Controversial YouTube singer and major-label starlet Lana Del Rey dropped her new music video over the weekend and it’s already been viewed more than 460,000 times.
Dubbed a “bio pic” in the summary, “Carmen” uses cut up and antiquated stock footage by the likes of Paul Synnott and Frank Ramblings in a manner similar to her previous hit “Video Games.” Del Rey’s YouTube fanbase has barely managed to contain it’s glee in the comments section.
“Everything about this… oh my god,” wrote highonflowers in a top comment. “Especially the ending, so beautiful.”
“DOPE, SICK, GORGEOUS” commented pjortt, just one out of the 2000 comments on YouTube that, for the most part, were zealously positive.

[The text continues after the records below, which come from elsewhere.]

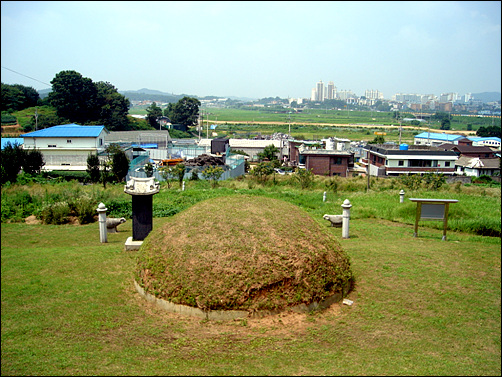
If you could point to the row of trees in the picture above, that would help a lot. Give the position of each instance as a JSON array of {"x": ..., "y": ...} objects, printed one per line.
[
  {"x": 14, "y": 159},
  {"x": 185, "y": 111},
  {"x": 114, "y": 166},
  {"x": 18, "y": 97},
  {"x": 77, "y": 99}
]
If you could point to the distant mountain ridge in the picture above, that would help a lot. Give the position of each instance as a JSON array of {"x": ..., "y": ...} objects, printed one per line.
[
  {"x": 487, "y": 96},
  {"x": 157, "y": 95}
]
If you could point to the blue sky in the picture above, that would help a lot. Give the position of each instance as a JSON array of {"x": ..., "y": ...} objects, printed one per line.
[{"x": 256, "y": 49}]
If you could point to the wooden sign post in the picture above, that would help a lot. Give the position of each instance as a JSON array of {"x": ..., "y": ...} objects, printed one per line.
[{"x": 432, "y": 209}]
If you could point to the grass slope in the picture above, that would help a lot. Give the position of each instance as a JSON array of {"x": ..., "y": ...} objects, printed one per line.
[{"x": 243, "y": 252}]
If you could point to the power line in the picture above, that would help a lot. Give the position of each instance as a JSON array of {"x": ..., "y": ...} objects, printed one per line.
[{"x": 26, "y": 76}]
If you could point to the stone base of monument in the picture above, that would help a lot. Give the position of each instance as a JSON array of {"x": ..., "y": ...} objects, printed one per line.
[{"x": 132, "y": 245}]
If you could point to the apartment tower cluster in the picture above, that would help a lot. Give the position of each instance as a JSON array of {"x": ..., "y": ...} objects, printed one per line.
[{"x": 323, "y": 92}]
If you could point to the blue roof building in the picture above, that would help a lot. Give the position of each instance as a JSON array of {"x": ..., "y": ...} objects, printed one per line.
[
  {"x": 68, "y": 130},
  {"x": 66, "y": 147},
  {"x": 12, "y": 141},
  {"x": 434, "y": 139},
  {"x": 493, "y": 142}
]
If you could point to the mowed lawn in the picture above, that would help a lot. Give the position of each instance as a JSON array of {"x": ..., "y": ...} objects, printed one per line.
[{"x": 421, "y": 306}]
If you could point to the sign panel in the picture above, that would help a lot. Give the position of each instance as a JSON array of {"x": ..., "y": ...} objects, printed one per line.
[{"x": 432, "y": 211}]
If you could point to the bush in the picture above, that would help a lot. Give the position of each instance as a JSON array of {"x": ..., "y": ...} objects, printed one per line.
[{"x": 55, "y": 213}]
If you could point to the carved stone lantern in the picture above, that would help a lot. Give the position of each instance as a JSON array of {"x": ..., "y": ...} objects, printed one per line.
[{"x": 142, "y": 191}]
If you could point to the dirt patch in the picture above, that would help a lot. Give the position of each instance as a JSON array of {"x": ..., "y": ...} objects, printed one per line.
[{"x": 32, "y": 220}]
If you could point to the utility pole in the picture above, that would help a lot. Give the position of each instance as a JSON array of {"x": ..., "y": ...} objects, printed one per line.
[{"x": 36, "y": 118}]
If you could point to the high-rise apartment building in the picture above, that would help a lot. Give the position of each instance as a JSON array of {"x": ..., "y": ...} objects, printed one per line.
[
  {"x": 320, "y": 91},
  {"x": 373, "y": 94},
  {"x": 331, "y": 90}
]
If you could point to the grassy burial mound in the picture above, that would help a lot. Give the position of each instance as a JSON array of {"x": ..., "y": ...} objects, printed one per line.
[{"x": 242, "y": 253}]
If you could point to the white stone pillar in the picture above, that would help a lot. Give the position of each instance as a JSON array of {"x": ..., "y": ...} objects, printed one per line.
[
  {"x": 103, "y": 234},
  {"x": 345, "y": 218}
]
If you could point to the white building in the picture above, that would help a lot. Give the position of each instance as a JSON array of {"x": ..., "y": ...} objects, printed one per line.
[{"x": 66, "y": 147}]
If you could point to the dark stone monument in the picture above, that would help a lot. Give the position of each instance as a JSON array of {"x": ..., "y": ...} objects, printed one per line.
[{"x": 142, "y": 191}]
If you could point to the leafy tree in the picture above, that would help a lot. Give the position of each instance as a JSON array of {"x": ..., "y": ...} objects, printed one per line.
[
  {"x": 304, "y": 177},
  {"x": 46, "y": 120},
  {"x": 185, "y": 111},
  {"x": 490, "y": 131},
  {"x": 82, "y": 101},
  {"x": 33, "y": 161},
  {"x": 114, "y": 107},
  {"x": 148, "y": 168},
  {"x": 105, "y": 172},
  {"x": 12, "y": 158},
  {"x": 445, "y": 124},
  {"x": 75, "y": 97},
  {"x": 179, "y": 172},
  {"x": 93, "y": 169},
  {"x": 262, "y": 171},
  {"x": 153, "y": 112},
  {"x": 120, "y": 165},
  {"x": 18, "y": 97},
  {"x": 269, "y": 153},
  {"x": 167, "y": 173},
  {"x": 213, "y": 173}
]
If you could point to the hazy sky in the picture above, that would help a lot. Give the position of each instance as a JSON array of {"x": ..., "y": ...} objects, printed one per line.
[{"x": 256, "y": 49}]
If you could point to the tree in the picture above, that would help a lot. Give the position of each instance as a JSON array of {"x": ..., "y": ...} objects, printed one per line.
[
  {"x": 18, "y": 97},
  {"x": 33, "y": 161},
  {"x": 269, "y": 153},
  {"x": 213, "y": 173},
  {"x": 93, "y": 170},
  {"x": 153, "y": 112},
  {"x": 262, "y": 171},
  {"x": 12, "y": 158},
  {"x": 114, "y": 107},
  {"x": 490, "y": 131},
  {"x": 80, "y": 100},
  {"x": 74, "y": 97},
  {"x": 179, "y": 172},
  {"x": 445, "y": 124},
  {"x": 304, "y": 177},
  {"x": 185, "y": 111},
  {"x": 120, "y": 165},
  {"x": 148, "y": 168}
]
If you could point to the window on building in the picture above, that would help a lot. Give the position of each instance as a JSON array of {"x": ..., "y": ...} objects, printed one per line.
[{"x": 337, "y": 160}]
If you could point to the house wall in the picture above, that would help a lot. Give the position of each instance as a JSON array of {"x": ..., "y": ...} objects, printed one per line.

“Carmen,” on the other hand, is currently being savaged by critics, much like everything she’s done since appearing on Saturday Night Live.
Popular hater blog Hipster Runoff accused Lana Del Rey of “being out of ideas” and ripping off her old video in her new video (Del Rey does use some of the same footage), while The Huffington Post called the video “discomforting.”
“I know I’m preaching to the choir here, but I’m completely over these faux-retro, smash-edited, low production quality Lana Del Rey videos (as in, all of them),” wrote a Stereogum reader going by the Vonnegut moniker Kilgore Trout. “It’s played out, don’t her handlers get it? This sort of stuff is only going to make the backlash worse.”
The Awl noted whatever Del Rey does on the Internet will always be hounded by “inflamed vitriol and hyperbole that no one of us will ever be able to consider this person’s music separate from the controversy that surrounds her image and authenticity or lack thereof again.”
At least YouTube, for now, is a safe haven for the controversial singer.
“[M]y life is reflected in this video,” wrote aikalemir in another top comment on YouTube. “[S]he is [a] genius, being only at 25.”